By Elizabeth Cuttner
Advances in technology can often throw a wrench in the legal system. Even carefully and broadly written laws cannot always evolve to keep up with technological development. Furthermore, as courts struggle to interpret these outdated laws, the result is often disparate rulings in different jurisdictions and ultimately a lack of adequate guidance as to how the law will be applied in the future.

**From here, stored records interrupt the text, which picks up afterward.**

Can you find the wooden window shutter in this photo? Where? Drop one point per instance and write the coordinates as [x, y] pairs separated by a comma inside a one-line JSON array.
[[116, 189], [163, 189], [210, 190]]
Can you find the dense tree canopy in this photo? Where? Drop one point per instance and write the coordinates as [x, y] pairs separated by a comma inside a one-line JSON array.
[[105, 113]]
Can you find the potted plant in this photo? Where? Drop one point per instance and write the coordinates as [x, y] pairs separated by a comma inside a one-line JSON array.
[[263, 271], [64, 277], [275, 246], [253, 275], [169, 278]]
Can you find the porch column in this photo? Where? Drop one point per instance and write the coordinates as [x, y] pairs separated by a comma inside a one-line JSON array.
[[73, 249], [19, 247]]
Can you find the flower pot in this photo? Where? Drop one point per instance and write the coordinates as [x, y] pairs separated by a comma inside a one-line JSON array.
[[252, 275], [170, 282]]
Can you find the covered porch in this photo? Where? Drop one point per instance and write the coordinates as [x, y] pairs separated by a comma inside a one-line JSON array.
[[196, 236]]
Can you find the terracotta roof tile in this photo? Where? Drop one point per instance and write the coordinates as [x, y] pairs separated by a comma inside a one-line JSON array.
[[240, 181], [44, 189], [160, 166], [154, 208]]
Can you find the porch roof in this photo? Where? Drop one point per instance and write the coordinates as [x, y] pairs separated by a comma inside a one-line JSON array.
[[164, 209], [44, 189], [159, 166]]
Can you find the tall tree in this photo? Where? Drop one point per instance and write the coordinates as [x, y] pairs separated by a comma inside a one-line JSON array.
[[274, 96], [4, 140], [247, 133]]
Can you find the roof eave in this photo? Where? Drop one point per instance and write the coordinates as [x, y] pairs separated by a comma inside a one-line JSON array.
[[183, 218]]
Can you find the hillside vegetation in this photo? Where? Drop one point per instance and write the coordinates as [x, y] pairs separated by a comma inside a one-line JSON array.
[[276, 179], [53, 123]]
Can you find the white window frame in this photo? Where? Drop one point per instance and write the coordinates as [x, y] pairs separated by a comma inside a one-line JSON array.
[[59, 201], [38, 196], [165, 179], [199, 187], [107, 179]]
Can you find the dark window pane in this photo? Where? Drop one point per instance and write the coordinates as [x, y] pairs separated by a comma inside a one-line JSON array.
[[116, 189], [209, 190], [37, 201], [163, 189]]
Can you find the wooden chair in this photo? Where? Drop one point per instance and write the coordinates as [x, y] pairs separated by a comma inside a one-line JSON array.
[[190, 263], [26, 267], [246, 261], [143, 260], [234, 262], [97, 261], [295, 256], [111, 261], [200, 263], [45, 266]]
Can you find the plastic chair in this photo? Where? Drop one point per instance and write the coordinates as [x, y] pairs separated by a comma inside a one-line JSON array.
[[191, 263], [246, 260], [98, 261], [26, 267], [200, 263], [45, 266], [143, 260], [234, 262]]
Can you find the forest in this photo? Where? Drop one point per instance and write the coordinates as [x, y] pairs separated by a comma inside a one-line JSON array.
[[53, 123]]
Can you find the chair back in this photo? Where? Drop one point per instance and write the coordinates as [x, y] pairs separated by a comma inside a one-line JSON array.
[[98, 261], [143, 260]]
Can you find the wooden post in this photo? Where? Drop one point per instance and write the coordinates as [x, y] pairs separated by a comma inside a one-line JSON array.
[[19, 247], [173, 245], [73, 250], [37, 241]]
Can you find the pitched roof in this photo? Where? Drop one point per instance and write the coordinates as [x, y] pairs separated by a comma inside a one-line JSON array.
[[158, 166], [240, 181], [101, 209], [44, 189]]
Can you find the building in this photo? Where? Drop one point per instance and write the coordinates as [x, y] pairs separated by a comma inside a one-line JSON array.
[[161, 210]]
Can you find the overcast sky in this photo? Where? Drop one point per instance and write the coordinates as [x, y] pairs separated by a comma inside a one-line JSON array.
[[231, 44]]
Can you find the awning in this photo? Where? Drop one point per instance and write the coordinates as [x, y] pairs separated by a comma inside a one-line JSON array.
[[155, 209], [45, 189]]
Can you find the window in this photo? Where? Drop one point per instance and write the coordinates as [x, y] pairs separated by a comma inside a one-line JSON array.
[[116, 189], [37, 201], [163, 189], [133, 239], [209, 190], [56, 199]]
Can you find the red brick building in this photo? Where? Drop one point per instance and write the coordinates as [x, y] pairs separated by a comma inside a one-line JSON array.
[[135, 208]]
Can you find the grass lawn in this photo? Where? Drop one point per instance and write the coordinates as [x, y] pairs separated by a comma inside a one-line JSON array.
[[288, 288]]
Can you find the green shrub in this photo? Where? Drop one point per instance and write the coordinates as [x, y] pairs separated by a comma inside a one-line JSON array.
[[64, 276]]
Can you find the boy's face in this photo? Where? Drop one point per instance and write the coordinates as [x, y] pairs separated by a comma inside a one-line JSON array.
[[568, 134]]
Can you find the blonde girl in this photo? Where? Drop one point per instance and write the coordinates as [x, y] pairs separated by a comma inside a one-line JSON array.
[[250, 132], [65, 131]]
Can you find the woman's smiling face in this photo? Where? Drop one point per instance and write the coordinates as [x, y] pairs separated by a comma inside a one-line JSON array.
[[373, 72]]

Currently, these interpretation problems have arisen in the area of copyright law, and the troubling technology is Aereo—a service that allows subscribers to live stream and record broadcast channels online.1 Last year, several media corporations with copyright interests in those broadcast channels filed to enjoin the online service from operating in the Second Circuit and Ninth Circuit Courts of Appeals.2 As Aereo rolled out its service in major cities across the United States—seven cities to date3—broadcasters moved fast and filed for a preliminary injunction against the online service in U.S. District Court for the Southern District of New York.4 The petitioner-broadcasters—ABC, CBS, and NBC, just to name a few—and other interested media parties assert that Aereo’s technology illegally distributes their copyright-protected signal over the Internet.5 Aereo claims that their service constitutes a private performance and is therefore not a violation of the broadcasters’ copyright in their over-the-air signal.6 The New York court sided with Aereo and denied the injunction.7 But on the West Coast, broadcasters and other media groups were granted a preliminary injunction in the Ninth Circuit against Aereo’s competitor, Aereokiller, now known as FilmOn X, who utilizes almost identical technology in providing its online service.8 While the Ninth Circuit decision is far from dispositive, the rationale behind the district court’s preliminary injunction suggests that the Ninth Circuit has adopted a different solution to the copyright infringement question regarding online services such as Aereo and Aereokiller. The divergent applications of existing copyright law and differing conclusions as to the potential for technological infringement through the online distribution systems between the two circuit courts of appeal set the stage for what could lead to a Supreme Court resolution of the circuit split in 2015, if certiorari is granted.